What the priest receives at his lowest points are the twin gifts of freedom and compassion. Locked in a crowded jail cell (in one of the great scenes in English literature), he realizes that he has nothing left to lose. The dogma he had been clinging to melts away, and his heart swells with compassion for the undesirables who surround him. Without illusion, he sees the particulars of his surroundings with new clarity. And he realizes that "when you visualized a man or woman carefully, you could always begin to feel pity." The fallen priest does what Jesus did: he goes so deeply into his humanity that he transcends it. Through suffering, he achieves in his fallen state the miracle and the mystery that eluded him when he adhered to the strict teachings of his faith.

The priest's nemesis is a soldier who is tasked to track him down. This unnamed Lieutenant feels a fierce, abstract love for his countrymen, even though he's willing to take and shoot hostages from the villages he suspects of sheltering the priest. The Lieutenant is determined to stamp out all vestiges of Catholicism in the state because he sees the church as complicit with the large landowners in oppressing his poor countrymen. He wants to give them real bread, and is enraged by their perverse insistence on receiving the ritual host that symbolizes the body of Christ. He's an intriguing character, a man filled with love that's fueled by hate. By the end of the book he begins to understand that even if he achieves his goals in furthering the revolution, personal peace will elude him.

By the evidence of his writing, Graham Greene was extraordinarily clear-eyed about humanity and decidedly secular in his personal behavior. Why was he obsessed with the rigid dogma of Catholicism, to which he converted as a young man, and why do so many of his major novels deal with worldly men tormented by their religious faith? His novels and autobiography provide some clues. Greene seemed to view life as a dark and painful progression - one reason he wrote with such insightful particularity about rural Mexico. He used Catholicism the way people use Elavil, Paxil or Zoloft, to keep at bay the despair that comes from feeling the human condition too intensely. At the social level, he distrusted man's ability, absent God, to make clear the human mystery and to relieve the sources of human suffering. He would have agreed with Kant that "out of timber so crooked as that from which man is made, no straight thing can be built."
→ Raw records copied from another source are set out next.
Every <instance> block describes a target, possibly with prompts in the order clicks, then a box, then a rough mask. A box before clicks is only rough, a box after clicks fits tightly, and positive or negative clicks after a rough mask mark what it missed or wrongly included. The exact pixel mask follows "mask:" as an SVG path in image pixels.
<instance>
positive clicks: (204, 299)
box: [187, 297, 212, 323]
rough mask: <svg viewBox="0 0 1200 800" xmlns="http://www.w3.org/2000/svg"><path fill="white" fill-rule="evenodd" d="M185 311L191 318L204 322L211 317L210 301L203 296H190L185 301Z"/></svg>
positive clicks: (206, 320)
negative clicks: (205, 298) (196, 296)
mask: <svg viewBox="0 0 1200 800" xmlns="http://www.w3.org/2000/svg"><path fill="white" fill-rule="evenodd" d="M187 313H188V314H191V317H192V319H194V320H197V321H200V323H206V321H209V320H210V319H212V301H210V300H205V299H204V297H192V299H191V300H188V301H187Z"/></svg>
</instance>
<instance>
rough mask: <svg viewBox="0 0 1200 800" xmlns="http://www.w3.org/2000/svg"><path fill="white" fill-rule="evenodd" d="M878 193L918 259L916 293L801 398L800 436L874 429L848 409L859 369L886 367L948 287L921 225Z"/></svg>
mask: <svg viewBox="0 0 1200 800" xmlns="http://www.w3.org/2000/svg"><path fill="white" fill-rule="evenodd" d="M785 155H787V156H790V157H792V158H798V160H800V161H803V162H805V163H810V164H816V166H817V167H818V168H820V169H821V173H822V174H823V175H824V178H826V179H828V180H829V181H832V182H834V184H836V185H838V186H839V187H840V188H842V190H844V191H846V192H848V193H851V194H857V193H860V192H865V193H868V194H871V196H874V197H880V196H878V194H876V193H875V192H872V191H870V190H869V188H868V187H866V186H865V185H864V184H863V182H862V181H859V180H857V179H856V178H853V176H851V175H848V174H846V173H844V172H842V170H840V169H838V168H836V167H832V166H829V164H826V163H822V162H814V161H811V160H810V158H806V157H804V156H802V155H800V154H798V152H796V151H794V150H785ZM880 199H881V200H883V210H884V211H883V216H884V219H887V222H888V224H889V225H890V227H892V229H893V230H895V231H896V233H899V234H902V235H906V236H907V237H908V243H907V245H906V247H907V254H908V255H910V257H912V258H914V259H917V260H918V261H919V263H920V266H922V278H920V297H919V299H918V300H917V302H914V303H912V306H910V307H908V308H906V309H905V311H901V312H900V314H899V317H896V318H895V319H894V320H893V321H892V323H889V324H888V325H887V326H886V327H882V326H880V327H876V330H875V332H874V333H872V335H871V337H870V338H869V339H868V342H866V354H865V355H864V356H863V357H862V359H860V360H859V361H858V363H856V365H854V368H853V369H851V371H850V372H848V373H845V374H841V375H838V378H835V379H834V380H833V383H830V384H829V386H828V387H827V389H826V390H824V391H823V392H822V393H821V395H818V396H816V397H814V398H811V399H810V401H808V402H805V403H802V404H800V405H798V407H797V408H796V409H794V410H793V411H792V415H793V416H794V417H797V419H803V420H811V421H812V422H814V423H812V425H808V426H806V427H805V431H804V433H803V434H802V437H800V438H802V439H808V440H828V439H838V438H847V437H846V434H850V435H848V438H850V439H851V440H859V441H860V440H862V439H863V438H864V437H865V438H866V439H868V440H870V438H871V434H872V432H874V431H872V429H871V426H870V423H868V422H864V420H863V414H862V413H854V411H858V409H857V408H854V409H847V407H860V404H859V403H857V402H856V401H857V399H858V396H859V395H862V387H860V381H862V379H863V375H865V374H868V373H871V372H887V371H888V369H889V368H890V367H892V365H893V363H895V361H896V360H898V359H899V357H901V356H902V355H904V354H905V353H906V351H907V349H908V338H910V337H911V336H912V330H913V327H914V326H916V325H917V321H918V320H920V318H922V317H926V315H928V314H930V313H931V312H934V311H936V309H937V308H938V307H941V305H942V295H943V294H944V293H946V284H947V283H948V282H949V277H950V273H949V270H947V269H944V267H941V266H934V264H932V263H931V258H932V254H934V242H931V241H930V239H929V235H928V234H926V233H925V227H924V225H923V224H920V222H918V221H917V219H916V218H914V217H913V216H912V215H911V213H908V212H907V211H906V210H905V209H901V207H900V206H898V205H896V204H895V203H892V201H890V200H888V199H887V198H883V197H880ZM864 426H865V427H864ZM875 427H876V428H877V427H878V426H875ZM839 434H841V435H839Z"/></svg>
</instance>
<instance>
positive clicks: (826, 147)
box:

His faith helped him as a writer as well, providing a counterpoint to his keen reporter's eye and elevating the dilemmas of his characters to a higher moral plane. Catholicism, used as the argument for faith in the universal struggle between faith and unbelief, put a tension and a tensile strength into Greene's novels that would have been missing otherwise. In some of his other Catholic-themed novels (A Burnt-Out Case, The Heart of the Matter, the End of the Affair), the tension between faith and unbelief sometimes feels grafted on to the plot. In the Power and the Glory, these warring elements are beautifully, seamlessly fused in the person of the priest and the battered Mexican state through which he wanders. Which is, perhaps, the major reason this book is considered his masterpiece.

Although Greene needed faith, he needed even more to reveal the truth of the world as he saw it, which is why he didn't use his gifts to become a great Catholic apologist, becoming instead one of the greatest English-speaking novelists.